Mental Health · Primly Community

imposter syndrome after a layoff hits completely differently and nobody warned me

laidoff_lena · 4 replies

i've dealt with imposter syndrome my whole career. the usual flavor: 'i don't deserve to be in this room, they'll figure out i'm a fraud, why did they promote me.'

but the imposter syndrome that showed up after my layoff in February? entirely different animal.

it's not 'i don't belong here.' it's 'i thought i belonged there, and i was wrong about that, so what do i actually know about myself.'

the old imposter syndrome was about not deserving success. this new version is about not trusting your own self-assessment at all. it's destabilizing in a way that the first kind never was.

some specific things that knocked me sideways: interviewing at companies that feel 'below' my previous level and wondering if that makes me desperate or realistic getting positive feedback in interviews but immediately explaining it away ('they were just being polite') looking at my resume and feeling like i'm describing someone else's accomplishments feeling like i have to prove i wasn't one of the 'low performers' in the cut, to interviewers who weren't even at my last company

that last one is the trap. you're auditioning a narrative for an audience that doesn't care and can't verify it.
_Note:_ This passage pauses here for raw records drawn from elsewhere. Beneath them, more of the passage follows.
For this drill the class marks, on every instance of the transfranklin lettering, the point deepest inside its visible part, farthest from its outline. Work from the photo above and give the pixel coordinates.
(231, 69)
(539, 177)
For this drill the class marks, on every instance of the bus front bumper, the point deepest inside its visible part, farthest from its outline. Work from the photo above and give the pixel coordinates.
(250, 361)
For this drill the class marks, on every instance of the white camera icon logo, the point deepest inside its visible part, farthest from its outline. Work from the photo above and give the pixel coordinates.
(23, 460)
what's actually helped: writing down specific things i shipped, with dates and numbers, before i get on any call. grounds me in facts when my brain wants to spin into 'but maybe i was bad at my job.'

also, and i don't say this lightly: talking to a therapist who has experience with work-related identity stuff. not a crisis thing, just someone to help me separate 'i got laid off' from 'i am a failure.' those are not the same sentence.
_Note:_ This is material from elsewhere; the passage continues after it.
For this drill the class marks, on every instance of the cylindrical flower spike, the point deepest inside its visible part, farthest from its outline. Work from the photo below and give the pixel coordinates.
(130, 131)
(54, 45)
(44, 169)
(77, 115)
if you're in this spot, the post-layoff imposter spiral is real and it has a name. it's also survivable.

4 replies

market_realist

this is so precise it's painful. the 'proving i wasn't a low performer' one has been ruining interview mornings for me for weeks. like i catch myself over-explaining my last role's context in screens when the interviewer just... doesn't care. they're evaluating me forward, not adjudicating what happened at my last place.

ml_mike

the second flavor is genuinely more destabilizing because it attacks your calibration, not just your confidence. if you can't trust your read on yourself, you can't trust your read on anything. the 'dates and numbers' grounding exercise is good. i'd add: ask a former teammate to tell you one specific thing you did well. external calibration.

laidoff_lena

the external calibration idea is something i actually did and recommend. reached out to three former colleagues asking if they'd be a reference and used the call to ask what they remembered me doing well. three data points that cut through a lot of the noise in my own head.

careerveteran

15 years of hiring here. i can always tell when a candidate is carrying this burden into the room. the ones who overcorrect by being very insistent about how good they were, or the ones who undersell and seem confused about their own accomplishments. both patterns come from the same place. the most effective thing i can tell you is: the loop in your head is not visible to us until you externalize it. you have way more control over the impression than it feels like.